The course aims at analyzing the main numerical methods for derivative pricing and risk managment, in particular: - tree methods; - finite differences methods (implicit, explicit, Crank-Nicholson) - Monte Carlo methods. At the end of the course, tudents are able to efficiently implement the previous methods, by using Matlab. Although no formal prerequisites is needed, the knowledge of the topics related to Stochastic Models for Finance and Mathematical Finance is strongly recommended.
The course is devoted to introducing the main numerical methods used for the calculation of financial quantities, for the evaluation of derivative instruments and for the management of financial risk. These numerical methods will be developed with Matlab software.
In particular, the following topics will be covered:
- Tree methods for derivatives evaluation.

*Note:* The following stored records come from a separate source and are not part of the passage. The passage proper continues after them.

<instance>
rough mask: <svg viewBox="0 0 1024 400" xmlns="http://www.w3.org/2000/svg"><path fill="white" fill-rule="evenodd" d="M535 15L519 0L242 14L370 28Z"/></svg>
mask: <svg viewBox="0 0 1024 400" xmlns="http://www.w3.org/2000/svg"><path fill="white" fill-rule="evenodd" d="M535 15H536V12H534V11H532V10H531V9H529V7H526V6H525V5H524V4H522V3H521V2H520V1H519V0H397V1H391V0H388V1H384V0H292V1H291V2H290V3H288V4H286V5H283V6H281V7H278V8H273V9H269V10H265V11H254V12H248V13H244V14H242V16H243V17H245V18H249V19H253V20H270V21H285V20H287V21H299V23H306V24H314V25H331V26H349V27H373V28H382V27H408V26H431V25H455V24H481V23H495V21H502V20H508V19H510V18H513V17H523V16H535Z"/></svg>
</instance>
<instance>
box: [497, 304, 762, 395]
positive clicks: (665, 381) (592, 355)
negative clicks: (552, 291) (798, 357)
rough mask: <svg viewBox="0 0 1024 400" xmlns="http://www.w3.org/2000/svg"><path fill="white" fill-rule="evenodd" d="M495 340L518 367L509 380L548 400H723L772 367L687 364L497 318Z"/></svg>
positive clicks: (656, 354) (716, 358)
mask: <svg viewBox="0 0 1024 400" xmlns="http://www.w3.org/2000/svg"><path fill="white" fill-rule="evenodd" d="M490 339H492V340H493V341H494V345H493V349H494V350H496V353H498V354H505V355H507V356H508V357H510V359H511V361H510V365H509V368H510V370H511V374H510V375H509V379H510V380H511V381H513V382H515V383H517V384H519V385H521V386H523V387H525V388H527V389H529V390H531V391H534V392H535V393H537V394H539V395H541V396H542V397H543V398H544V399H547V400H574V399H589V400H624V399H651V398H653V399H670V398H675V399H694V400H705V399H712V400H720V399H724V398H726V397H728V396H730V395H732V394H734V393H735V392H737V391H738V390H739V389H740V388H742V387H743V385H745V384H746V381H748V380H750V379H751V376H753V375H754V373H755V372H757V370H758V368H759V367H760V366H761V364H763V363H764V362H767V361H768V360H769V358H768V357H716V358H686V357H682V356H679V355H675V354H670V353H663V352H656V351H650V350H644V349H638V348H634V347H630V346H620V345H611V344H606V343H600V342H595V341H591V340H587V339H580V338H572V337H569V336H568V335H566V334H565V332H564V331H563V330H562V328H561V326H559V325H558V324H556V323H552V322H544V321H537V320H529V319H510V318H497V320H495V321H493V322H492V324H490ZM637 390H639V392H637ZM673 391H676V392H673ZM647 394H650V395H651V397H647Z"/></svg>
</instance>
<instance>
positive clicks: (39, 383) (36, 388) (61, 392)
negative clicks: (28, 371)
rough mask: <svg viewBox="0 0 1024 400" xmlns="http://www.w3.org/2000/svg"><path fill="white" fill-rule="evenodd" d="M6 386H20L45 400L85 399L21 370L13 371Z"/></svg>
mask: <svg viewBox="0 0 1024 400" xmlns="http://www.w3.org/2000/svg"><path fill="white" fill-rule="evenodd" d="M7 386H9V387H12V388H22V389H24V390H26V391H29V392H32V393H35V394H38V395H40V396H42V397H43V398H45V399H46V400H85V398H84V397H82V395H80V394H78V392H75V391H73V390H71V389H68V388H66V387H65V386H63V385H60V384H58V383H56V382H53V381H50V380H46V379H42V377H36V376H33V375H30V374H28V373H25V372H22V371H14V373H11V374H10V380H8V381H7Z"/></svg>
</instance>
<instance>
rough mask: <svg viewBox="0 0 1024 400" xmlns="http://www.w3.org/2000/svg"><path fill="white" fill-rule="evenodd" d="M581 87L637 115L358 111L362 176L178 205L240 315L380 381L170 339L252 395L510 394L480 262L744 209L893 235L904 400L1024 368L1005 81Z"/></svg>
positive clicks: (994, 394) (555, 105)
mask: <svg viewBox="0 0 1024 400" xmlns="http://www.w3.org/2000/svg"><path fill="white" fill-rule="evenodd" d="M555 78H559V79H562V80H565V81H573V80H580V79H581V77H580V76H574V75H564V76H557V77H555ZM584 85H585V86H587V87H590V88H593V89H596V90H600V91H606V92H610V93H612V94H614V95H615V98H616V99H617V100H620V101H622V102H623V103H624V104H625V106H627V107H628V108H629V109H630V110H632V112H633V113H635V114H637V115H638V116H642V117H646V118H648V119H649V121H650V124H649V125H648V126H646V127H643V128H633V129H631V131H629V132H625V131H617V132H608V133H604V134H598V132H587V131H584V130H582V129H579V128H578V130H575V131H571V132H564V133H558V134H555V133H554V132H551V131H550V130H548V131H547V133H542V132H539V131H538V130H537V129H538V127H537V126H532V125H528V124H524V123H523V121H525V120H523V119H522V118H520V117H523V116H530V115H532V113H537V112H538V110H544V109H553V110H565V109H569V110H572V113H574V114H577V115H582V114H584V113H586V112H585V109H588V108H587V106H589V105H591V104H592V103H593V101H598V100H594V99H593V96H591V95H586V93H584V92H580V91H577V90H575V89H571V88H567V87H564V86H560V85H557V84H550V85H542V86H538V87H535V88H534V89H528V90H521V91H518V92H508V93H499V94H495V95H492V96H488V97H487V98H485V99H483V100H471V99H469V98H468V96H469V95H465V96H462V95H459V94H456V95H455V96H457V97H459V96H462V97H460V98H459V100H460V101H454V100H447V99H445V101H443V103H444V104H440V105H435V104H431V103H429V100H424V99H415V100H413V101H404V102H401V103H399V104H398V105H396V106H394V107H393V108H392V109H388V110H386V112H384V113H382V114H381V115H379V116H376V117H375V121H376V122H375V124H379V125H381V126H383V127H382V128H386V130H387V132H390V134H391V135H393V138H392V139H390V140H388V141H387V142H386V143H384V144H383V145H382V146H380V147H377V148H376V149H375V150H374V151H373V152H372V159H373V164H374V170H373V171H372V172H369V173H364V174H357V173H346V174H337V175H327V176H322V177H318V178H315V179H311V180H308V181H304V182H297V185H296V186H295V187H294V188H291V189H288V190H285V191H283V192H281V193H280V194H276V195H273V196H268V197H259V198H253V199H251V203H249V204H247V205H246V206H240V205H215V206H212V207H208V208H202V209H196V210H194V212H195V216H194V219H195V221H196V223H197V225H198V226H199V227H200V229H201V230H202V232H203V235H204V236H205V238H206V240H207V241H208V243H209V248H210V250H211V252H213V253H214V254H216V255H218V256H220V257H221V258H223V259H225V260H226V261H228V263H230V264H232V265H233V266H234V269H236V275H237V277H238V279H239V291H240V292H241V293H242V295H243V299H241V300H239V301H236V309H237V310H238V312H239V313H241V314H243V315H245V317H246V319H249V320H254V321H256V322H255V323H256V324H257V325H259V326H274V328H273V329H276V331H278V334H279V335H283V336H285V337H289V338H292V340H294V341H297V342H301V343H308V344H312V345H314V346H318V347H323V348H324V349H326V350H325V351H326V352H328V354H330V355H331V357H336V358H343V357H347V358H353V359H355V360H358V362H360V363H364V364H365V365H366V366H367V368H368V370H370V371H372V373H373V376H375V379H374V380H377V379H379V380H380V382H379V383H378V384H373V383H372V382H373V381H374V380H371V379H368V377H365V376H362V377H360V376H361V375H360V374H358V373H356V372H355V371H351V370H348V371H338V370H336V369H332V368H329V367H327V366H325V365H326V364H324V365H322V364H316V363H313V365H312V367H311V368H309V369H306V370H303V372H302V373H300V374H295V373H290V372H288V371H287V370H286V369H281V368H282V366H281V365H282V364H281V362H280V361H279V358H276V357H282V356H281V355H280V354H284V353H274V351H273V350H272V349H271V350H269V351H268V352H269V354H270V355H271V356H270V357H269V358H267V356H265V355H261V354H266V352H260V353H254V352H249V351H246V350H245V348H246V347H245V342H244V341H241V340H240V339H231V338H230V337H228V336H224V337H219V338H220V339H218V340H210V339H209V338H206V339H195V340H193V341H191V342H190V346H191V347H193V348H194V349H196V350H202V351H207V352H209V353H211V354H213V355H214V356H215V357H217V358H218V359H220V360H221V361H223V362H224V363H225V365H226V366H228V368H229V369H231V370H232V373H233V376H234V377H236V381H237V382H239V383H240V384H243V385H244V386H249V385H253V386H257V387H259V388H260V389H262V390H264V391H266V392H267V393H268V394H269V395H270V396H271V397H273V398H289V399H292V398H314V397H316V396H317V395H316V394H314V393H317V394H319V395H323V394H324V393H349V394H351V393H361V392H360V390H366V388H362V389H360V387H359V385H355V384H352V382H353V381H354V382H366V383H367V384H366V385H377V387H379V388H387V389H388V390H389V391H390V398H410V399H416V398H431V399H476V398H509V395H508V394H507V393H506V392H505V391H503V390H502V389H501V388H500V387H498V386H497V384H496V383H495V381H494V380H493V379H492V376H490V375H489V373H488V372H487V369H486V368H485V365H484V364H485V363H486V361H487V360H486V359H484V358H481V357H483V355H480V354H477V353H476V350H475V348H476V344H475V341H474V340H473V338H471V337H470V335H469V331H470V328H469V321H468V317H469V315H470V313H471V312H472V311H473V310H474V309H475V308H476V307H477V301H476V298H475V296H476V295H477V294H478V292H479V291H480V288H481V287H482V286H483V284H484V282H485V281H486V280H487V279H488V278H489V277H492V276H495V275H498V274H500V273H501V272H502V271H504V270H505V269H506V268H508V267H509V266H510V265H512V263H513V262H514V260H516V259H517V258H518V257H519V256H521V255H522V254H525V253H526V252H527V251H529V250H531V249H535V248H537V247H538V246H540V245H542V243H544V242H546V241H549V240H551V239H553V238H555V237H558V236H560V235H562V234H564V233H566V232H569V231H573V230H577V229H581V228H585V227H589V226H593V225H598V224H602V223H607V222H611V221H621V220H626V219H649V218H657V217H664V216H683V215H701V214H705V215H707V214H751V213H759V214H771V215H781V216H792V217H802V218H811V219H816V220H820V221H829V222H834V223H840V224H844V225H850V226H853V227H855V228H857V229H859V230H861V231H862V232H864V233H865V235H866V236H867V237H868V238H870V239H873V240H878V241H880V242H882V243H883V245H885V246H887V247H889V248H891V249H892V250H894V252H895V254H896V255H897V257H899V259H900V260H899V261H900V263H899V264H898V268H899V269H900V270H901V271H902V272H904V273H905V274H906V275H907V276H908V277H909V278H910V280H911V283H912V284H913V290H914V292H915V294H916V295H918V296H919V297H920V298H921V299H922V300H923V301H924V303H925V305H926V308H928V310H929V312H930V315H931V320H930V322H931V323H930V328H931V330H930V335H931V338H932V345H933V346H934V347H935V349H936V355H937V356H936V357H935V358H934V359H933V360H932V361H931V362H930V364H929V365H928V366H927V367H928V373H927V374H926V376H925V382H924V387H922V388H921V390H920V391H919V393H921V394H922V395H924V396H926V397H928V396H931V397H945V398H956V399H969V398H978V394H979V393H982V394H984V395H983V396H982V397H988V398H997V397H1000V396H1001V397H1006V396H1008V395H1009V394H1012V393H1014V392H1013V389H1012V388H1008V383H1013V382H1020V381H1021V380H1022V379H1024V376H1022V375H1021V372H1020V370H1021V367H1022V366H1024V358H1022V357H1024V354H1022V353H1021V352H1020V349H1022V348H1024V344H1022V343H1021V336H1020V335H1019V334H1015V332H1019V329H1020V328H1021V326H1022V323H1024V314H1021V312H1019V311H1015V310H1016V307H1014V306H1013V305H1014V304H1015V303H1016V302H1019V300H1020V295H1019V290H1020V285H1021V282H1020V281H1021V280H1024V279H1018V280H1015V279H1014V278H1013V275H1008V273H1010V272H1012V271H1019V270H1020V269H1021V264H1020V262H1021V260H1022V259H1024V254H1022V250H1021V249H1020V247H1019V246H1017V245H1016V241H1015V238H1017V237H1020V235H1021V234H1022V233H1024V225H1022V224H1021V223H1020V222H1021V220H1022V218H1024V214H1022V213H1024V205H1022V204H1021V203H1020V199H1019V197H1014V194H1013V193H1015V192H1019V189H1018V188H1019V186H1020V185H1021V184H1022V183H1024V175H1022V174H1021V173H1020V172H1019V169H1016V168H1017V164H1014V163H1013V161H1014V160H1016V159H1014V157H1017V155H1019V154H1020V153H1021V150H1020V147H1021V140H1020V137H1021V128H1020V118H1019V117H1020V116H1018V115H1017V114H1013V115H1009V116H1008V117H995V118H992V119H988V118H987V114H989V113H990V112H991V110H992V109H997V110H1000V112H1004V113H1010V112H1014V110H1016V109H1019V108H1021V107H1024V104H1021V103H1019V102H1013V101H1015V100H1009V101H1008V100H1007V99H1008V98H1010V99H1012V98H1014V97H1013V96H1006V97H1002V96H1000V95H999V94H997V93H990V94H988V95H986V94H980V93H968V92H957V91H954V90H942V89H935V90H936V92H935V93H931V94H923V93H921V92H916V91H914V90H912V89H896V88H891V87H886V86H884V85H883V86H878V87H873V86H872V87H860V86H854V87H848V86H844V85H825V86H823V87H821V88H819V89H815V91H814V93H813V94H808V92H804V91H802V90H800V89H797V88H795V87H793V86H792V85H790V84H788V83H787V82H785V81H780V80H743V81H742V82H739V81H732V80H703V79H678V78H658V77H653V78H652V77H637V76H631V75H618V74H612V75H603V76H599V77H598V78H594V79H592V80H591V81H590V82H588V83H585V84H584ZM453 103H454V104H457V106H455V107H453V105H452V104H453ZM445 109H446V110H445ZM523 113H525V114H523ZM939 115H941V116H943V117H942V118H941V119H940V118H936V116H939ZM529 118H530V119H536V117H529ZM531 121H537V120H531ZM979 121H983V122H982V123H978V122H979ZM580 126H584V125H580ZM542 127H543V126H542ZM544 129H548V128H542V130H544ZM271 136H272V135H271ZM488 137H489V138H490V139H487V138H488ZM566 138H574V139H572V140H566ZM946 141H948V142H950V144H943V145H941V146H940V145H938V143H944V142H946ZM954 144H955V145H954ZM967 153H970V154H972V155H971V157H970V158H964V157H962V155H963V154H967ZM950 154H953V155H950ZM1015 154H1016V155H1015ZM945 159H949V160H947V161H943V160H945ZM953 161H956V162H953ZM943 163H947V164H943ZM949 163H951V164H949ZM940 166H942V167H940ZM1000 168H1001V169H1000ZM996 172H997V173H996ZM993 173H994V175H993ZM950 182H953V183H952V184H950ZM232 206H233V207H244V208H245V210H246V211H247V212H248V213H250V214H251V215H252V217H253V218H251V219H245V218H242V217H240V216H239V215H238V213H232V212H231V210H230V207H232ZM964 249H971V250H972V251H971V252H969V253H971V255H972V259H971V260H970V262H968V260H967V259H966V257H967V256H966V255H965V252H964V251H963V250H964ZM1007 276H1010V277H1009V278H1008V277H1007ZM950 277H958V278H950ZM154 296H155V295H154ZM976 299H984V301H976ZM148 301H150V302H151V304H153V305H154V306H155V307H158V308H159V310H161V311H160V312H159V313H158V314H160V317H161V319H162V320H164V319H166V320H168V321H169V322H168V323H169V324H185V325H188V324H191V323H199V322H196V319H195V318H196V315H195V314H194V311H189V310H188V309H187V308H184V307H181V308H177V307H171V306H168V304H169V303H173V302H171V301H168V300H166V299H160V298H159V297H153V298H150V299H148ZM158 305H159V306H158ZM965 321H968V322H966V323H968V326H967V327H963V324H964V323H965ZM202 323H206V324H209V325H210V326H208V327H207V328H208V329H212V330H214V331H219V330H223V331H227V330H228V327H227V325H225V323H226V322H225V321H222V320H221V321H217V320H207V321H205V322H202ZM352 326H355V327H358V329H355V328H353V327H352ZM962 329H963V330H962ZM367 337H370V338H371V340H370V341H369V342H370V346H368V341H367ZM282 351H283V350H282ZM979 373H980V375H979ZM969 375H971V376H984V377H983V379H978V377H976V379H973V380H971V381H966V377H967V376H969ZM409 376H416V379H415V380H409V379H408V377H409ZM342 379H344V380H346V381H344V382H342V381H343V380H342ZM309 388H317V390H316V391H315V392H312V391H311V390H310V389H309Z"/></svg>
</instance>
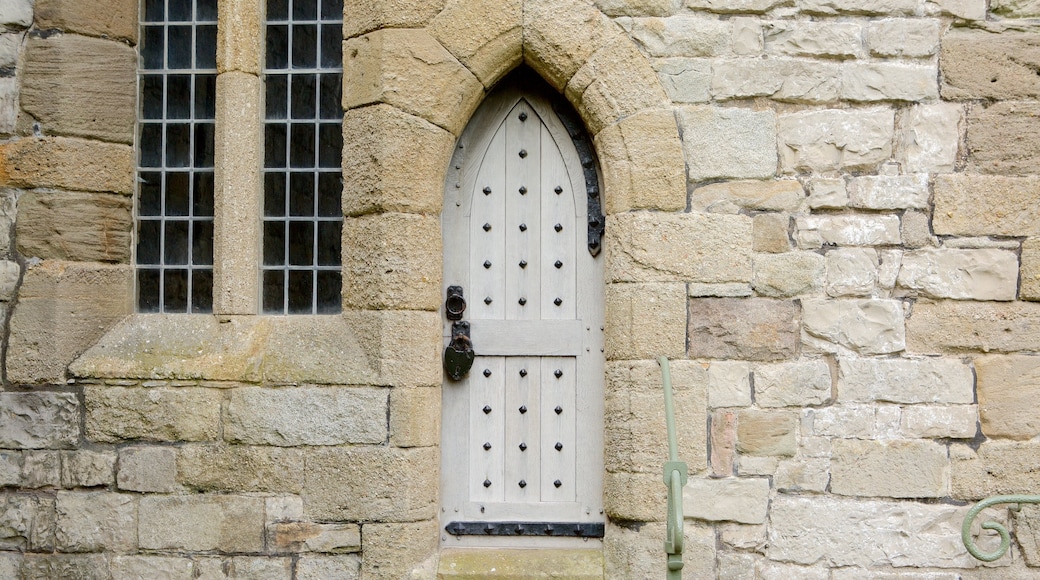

- Monte Carlo methods: Euler scheme for the simulation of stochastic processes.
- Finite difference methods for the evaluation of European and American derivatives.
|L. Clewlow and C. Strickland||Implementing Derivatives Models||Wiley||1998|
|Desmond J. Higham e Nicholas J. Higham||MATLAB Guide||SIAM||2005|
|P. Glasserman||Monte Carlo Methods for Financial Engineering||Springer||2004|
|Fabrice D. Rouah, Steven L. Heston||The Heston Model and its Extensions in Matlab and C#||2013|
The final exam is a written test: programming exercises and open questions.
The possibility to participate remotely to the exam is guaranteed for all the requesting students.
The content, the allowed time and the evaluation criteria of the test will be the same both for the students in the classroom and for the remote ones.